Custody & Parenting Time Law in Oregon
When a mother and a father do not live together and both want custody of the children, a judge decides who is awarded sole custody. What criteria does the judge utilize? Do judges use the same factors with paternity parents as they do with divorcing parents? Are mothers and fathers treated equally in custody decisions in Oregon’s Courts? Is “joint custody" the same as “shared custody?" What is the difference between “legal custody" and “physical custody?"
The judge is required to “give primary consideration to the best interests and welfare of the child" ORS 107.137(1). There are five factors that the judge is required to consider in granting sole custody to one parent over the other parent: (a) Emotional ties between the child and other family members; (b) Each parents’ interest in and attitude toward the child; (c) The desirability of continuing an existing relationship; (d) The abuse of one parent by the other and (e) The willingness and ability of the parent to facilitate and encourage a close and continuing relationship between the child and the other parent.

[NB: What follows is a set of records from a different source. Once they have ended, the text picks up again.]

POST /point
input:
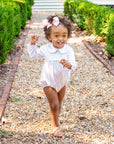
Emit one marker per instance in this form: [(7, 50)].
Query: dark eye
[(64, 35), (56, 36)]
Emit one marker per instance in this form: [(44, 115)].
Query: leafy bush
[(6, 31), (110, 35), (13, 17), (94, 18)]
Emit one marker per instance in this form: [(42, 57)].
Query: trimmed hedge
[(96, 19), (13, 17)]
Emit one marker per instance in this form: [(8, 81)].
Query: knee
[(54, 106)]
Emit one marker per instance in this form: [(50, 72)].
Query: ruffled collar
[(52, 49)]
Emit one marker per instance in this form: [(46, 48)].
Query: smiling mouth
[(60, 43)]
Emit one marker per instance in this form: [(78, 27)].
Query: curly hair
[(63, 21)]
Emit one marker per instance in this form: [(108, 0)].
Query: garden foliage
[(13, 17), (96, 19)]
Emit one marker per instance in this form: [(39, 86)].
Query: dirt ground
[(87, 111)]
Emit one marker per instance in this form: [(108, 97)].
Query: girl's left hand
[(65, 63)]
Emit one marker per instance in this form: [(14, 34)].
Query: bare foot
[(57, 132)]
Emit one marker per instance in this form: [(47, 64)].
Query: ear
[(49, 38)]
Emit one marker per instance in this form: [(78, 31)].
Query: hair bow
[(54, 22)]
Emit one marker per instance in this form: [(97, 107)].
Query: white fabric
[(53, 74)]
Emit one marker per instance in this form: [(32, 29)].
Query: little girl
[(59, 61)]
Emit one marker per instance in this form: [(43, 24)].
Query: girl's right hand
[(34, 39)]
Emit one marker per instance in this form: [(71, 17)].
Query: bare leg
[(61, 95), (55, 100)]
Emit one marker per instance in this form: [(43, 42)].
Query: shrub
[(13, 17), (110, 35), (6, 30), (94, 18)]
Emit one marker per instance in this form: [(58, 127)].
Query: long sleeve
[(35, 53), (72, 59)]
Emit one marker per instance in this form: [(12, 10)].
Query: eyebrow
[(63, 33)]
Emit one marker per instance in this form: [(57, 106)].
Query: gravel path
[(87, 112)]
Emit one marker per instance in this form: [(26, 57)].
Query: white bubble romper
[(53, 73)]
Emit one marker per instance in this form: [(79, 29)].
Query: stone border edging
[(7, 88), (97, 56)]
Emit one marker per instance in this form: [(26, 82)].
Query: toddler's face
[(58, 36)]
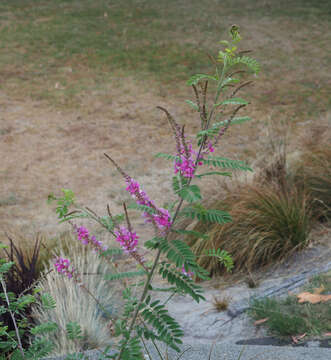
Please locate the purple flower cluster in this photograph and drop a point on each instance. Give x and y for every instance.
(127, 239)
(161, 217)
(185, 163)
(188, 274)
(62, 266)
(186, 157)
(85, 238)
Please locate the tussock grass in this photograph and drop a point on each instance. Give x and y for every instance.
(313, 171)
(268, 225)
(288, 317)
(221, 303)
(74, 304)
(274, 210)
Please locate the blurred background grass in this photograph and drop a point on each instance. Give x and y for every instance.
(81, 45)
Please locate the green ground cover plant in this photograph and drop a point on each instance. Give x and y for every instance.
(287, 317)
(144, 317)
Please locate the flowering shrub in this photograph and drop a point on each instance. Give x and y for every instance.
(144, 317)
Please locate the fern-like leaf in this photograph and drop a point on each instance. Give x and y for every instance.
(111, 252)
(44, 328)
(167, 329)
(48, 301)
(193, 233)
(166, 156)
(223, 173)
(182, 282)
(198, 77)
(226, 163)
(232, 101)
(143, 208)
(190, 193)
(74, 330)
(251, 63)
(206, 215)
(223, 256)
(39, 348)
(177, 251)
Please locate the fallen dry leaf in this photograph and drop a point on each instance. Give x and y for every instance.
(312, 298)
(261, 321)
(319, 290)
(296, 339)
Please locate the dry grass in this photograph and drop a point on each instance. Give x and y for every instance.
(75, 93)
(221, 303)
(274, 210)
(267, 226)
(73, 304)
(313, 172)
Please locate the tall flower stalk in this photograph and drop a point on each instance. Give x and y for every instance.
(145, 317)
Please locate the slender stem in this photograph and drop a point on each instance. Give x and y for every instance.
(169, 298)
(13, 318)
(156, 261)
(148, 353)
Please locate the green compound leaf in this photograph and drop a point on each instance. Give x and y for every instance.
(177, 251)
(190, 193)
(74, 330)
(192, 104)
(166, 156)
(143, 208)
(39, 349)
(111, 252)
(226, 163)
(223, 256)
(232, 101)
(210, 215)
(167, 329)
(196, 234)
(181, 281)
(48, 301)
(153, 243)
(4, 268)
(198, 77)
(251, 63)
(44, 328)
(214, 173)
(124, 275)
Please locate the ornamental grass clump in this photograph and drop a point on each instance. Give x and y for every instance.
(272, 218)
(143, 317)
(68, 286)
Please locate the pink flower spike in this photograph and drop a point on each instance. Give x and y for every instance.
(189, 274)
(210, 147)
(62, 266)
(83, 235)
(127, 239)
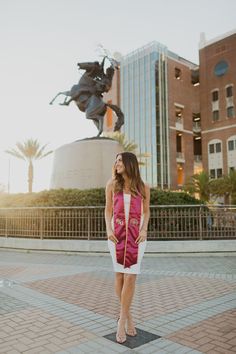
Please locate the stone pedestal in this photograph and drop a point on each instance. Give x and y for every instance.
(84, 164)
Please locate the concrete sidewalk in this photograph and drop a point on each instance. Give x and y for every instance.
(58, 303)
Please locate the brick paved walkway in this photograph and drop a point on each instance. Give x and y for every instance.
(57, 303)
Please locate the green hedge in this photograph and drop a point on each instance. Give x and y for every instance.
(90, 197)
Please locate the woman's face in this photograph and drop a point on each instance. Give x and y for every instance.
(119, 166)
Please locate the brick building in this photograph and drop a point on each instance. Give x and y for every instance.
(182, 113)
(218, 102)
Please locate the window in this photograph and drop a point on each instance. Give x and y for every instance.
(177, 73)
(229, 91)
(216, 173)
(218, 147)
(230, 145)
(211, 148)
(230, 112)
(215, 95)
(178, 112)
(215, 115)
(219, 172)
(212, 174)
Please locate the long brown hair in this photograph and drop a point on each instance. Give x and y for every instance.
(132, 171)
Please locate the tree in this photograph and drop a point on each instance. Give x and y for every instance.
(29, 151)
(200, 184)
(129, 146)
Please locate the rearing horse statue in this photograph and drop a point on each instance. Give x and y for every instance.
(88, 93)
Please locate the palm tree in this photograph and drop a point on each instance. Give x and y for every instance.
(200, 184)
(129, 146)
(29, 151)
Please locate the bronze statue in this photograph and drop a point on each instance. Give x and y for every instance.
(88, 93)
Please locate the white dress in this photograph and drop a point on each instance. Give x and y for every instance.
(119, 268)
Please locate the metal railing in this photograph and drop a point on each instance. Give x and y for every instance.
(167, 222)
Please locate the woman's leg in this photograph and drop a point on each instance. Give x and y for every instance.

If both parents were living with the child just before the legal action started, the parents begin the custody dispute on equal footing. The next step is to discern which parent is the “primary parent." In ORS 107.137 (1)(b) the judge is required to consider the parties’ interest in and attitude toward the child. This has general been interpreted as determining who fills the role of primary parent. Of the five statutory factors, this factor has the most significance with judges.
The primary parent is the one who handles most of the decision-making and care-taking of the child. The primary parent interacts with the child and spends more time with the child than the other parent, and makes most of the day-to-day decisions about the child’s activities. In some marriages, there is no clear-cut primary parent, as the parents divide the parenting duties more or less equally. However, in most marriages the primary parent is the mother. The younger the child, the more likely the mother will be the primary parent.
Therefore, the parents’ behavior, as parents, prior to the custody dispute largely determines who will be granted “sole legal custody" and “physical custody" of the child. Absent unusual circumstances, the non-custodial parent is granted a visitation schedule wherein he or she has the child every other weekend, half the annual holidays and several weeks each summer. The Courts are extremely reluctant to deny contact between the child and the non-custodial parent, as they recognize that a child needs time with both parents.
ORS 107.137 also states: “No preference in custody shall be given to the mother over the father for the sole reason that she is the mother, nor shall any preference be given to the father over the mother for the sole reason that he is the father." In actual practice, most mothers have an edge over most fathers due to the fact that the mother is usually the primary parent. This is especially true of paternity mothers, as often the father has never lived with the child.
When a married couple has a baby they have joint legal custody of the baby, even though no one calls it that. “Joint legal custody" means that each parent is equal under the law as regards to the decision-making for and on behalf of the child. When a child is born out-of-wedlock, the child has only one legal parent, the mother. Joint legal custody does not take effect unless and until the mother and the biological father sign a paternity affidavit and file it with Oregon’s Vital Statistics office, or the Court declares a man to be the legal father.
During a divorce, parents have the option of continuing joint legal custody of the children, but they must both agree to do so. The judge does not have the authority to aware joint legal custody over the objections of one parent. The judge only has authority to grant sole legal custody to one parent and a visitation schedule to the other parent.
The term “physical custody" merely designates the adult with whom the child resides. This is typically the same adult who also has legal custody, but it does not have to be. In the past decade or so, it is not unusual for a single parent to turn the children over to his or her parent(s) to raise, both with and without signing formal custody documents. The parent retains legal custody, but the grandparent has physical custody. This means that the parent still has all the legal authority to make decisions about the child, including moving him to another caretaker.
Shared custody between parents consists of the child living in both households. For example, the child lives one week at mom’s house, the next week at dad’s house, the following week at mom’s house again and so on. These parents typically have joint legal custody of the child, but it isn’t mandatory. This counsel has seen custody arrangements where one parent has sole legal custody, yet the parenting schedule has the child living half the time with dad and half the time with mom (i.e. the child resides with each parent about 50% of the time).